I was selected to educate the younger generation on this important topic after much rigorous screening – surely more closely related to my August 2016 blog post on Marginal Tax Rates than to the fact that my wife, Jessica, is a Middle School Math teacher at Trinity. Either way, upon my inauguration as a staff member, I was greeted by nearly 70 seventh grade faces, all ready to learn and with questions (and answers) lined up on everything from taxes (Why do we have them? What are they used for?) and income (What are some examples of sources of income?) to the tax code (How are tax brackets and rates selected?) and politics (Can a US President change the tax code?).
We even had visual aids (cups for tax brackets and pitchers of water representing taxable income) to help us understand how taxable income flows from bracket to bracket instead of all being taxed at the taxpayer’s highest rate (which is a common misunderstanding).

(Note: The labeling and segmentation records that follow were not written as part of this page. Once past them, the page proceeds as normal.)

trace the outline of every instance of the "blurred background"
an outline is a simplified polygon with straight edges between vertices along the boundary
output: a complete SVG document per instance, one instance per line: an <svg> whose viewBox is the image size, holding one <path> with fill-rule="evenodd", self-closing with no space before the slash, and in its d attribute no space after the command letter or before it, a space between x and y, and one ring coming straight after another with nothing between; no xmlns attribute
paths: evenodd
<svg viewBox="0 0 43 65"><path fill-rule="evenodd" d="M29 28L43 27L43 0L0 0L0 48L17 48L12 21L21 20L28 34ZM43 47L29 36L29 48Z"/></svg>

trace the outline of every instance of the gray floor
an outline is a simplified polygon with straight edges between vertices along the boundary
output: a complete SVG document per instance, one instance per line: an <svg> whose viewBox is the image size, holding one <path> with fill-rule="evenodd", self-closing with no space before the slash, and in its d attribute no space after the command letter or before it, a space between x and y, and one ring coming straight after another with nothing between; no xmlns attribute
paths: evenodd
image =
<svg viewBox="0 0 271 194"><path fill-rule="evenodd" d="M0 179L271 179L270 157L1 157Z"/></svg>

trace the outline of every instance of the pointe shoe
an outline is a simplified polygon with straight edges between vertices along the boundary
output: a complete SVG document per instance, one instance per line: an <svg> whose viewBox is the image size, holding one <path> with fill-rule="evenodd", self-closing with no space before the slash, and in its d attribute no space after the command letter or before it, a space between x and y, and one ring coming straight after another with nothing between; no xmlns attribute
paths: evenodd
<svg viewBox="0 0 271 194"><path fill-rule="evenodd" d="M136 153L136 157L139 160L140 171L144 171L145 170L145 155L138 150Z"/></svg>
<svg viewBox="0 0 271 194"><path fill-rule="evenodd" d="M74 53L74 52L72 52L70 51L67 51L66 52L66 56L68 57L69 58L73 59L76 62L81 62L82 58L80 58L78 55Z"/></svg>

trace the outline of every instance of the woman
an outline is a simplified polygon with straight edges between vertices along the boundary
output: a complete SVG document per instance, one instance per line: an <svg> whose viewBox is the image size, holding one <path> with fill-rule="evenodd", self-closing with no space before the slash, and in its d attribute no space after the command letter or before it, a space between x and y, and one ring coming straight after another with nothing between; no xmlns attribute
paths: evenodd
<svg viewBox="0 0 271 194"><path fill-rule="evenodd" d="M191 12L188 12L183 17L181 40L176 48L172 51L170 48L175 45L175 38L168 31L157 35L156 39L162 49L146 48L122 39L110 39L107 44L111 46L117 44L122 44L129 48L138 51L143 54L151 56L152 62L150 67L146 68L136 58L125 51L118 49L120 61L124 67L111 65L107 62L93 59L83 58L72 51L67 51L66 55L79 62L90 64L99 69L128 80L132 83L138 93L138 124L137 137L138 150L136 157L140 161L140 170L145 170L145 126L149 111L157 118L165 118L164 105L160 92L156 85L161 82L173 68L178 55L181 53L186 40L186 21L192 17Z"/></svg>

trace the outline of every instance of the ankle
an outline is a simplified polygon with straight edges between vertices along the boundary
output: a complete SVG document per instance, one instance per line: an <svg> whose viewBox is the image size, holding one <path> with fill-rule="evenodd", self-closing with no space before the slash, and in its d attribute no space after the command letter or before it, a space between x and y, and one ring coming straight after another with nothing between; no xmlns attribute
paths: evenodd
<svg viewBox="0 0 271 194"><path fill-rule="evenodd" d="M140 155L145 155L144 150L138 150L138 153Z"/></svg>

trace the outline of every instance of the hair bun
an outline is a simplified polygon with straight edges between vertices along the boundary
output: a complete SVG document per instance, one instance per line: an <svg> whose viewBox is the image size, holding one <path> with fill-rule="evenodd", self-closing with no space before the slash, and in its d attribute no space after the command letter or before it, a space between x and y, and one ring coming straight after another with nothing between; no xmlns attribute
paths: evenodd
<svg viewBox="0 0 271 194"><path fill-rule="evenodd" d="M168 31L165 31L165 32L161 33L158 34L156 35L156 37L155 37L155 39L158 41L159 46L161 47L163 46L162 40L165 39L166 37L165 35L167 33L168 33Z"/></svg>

While we all know that any seventh grader would have jumped at the opportunity to spend all day learning about taxes, alas, we were limited to only 45 short minutes to learn about this important and engaging topic. That said, I can only hope that our 45 minutes together helped start them off on their project with a solid foundation and a concrete understanding of marginal tax rates. I’m optimistic because, at the end of our class, all 70 middle-schoolers were in agreement: no one would want to make more money if it meant they got to to take home less money (marginal tax rates to the rescue!).
Maybe I have a second career in my future after all.
A special thanks to Trinity Middle School’s Math Department for having me for a great afternoon!